İlker Üstoğlu, one of the professors who provided whiteboard drawings, says he was impressed. If the software existed as a product, he would use it. “It accelerates teaching.”
Into the Theoretical Realm
No matter how good it is, some classrooms are not prepared to use MATLAB to convert whiteboard FCAs. Even though Erdem optimized the software to run in real time on only one GPU, by, for instance, limiting the ResNet to 50 layers, it requires a high-resolution camera and a laptop with a fast graphical processing unit, which many classrooms do not have.
In the meantime, the researchers are thinking of several improvements to make. Erdem would like the software to handle more than six architectures. The system also struggled when characters touched the surrounding box, so Kumbasar is adding confidence levels, enabling the system to indicate the certainty of its labels.

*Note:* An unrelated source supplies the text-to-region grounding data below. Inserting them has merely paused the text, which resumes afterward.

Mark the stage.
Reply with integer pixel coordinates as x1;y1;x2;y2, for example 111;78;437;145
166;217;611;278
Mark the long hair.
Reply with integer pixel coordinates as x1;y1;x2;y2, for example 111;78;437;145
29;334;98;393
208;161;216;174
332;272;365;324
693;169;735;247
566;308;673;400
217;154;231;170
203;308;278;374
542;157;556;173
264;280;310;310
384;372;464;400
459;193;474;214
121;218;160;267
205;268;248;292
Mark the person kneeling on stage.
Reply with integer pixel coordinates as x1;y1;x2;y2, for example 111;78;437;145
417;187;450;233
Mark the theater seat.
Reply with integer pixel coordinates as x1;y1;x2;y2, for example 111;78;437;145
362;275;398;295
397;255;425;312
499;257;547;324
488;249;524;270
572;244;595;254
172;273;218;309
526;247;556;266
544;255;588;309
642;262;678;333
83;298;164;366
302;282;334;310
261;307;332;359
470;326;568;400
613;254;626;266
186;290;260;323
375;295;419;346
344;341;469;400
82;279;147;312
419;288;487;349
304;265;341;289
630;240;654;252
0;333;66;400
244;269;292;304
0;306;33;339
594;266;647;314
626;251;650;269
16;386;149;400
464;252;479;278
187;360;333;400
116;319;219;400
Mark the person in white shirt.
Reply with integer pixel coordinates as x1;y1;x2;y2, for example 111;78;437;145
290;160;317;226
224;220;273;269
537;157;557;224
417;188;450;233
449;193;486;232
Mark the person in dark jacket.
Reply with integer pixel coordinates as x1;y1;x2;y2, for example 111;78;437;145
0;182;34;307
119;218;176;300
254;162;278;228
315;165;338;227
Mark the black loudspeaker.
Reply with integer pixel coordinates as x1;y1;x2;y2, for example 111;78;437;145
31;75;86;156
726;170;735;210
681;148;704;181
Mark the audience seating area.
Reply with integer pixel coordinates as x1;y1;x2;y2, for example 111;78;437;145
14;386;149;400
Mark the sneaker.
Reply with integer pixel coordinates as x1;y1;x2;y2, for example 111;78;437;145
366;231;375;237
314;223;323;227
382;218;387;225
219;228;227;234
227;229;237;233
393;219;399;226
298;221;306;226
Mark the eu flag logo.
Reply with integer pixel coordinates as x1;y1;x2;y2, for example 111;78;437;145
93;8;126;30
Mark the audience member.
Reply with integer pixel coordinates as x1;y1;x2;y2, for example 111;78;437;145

Integrating fuzzy logic is also a priority. “In fuzzy logic, you wouldn’t say everyone over a certain height is tall and everyone else is not,” Kumbasar explains. “People might be called somewhat tall, leading to more nuanced decisions down the line. It’s easy to build fuzzy layers in MATLAB that can be combined with neural nets or composed into complete fuzzy systems.”
If the pipeline does become a product, it could have applications beyond the classroom. Professors might use it to translate students’ handwritten tests or homework into MATLAB code for grading. Students might use it to digitize their own lecture notes and play around with the FCAs in MATLAB. Kumbasar says he would like to do the same for his own research. Marco Rossi, an engineer at MathWorks, notes that many students and researchers prefer to analyze problems with a pen and paper and then put them into Simulink afterward to generate C code. This habit may result from how control theory is taught. But a tool like Kumbasar’s might encourage people to move from paper to screen earlier in the design process, so they can more easily play around with blocks.
Kumbasar mentions one more benefit to the project, besides solving his own problem and advancing theory. “It is also a nice motivation for the undergrad students,” he says. They see that engineering inspiration can come from the puzzles they face daily. “Either you are curious and doing science, or there is a need and you are doing science,” Kumbasar says. “In this situation, I had a need.”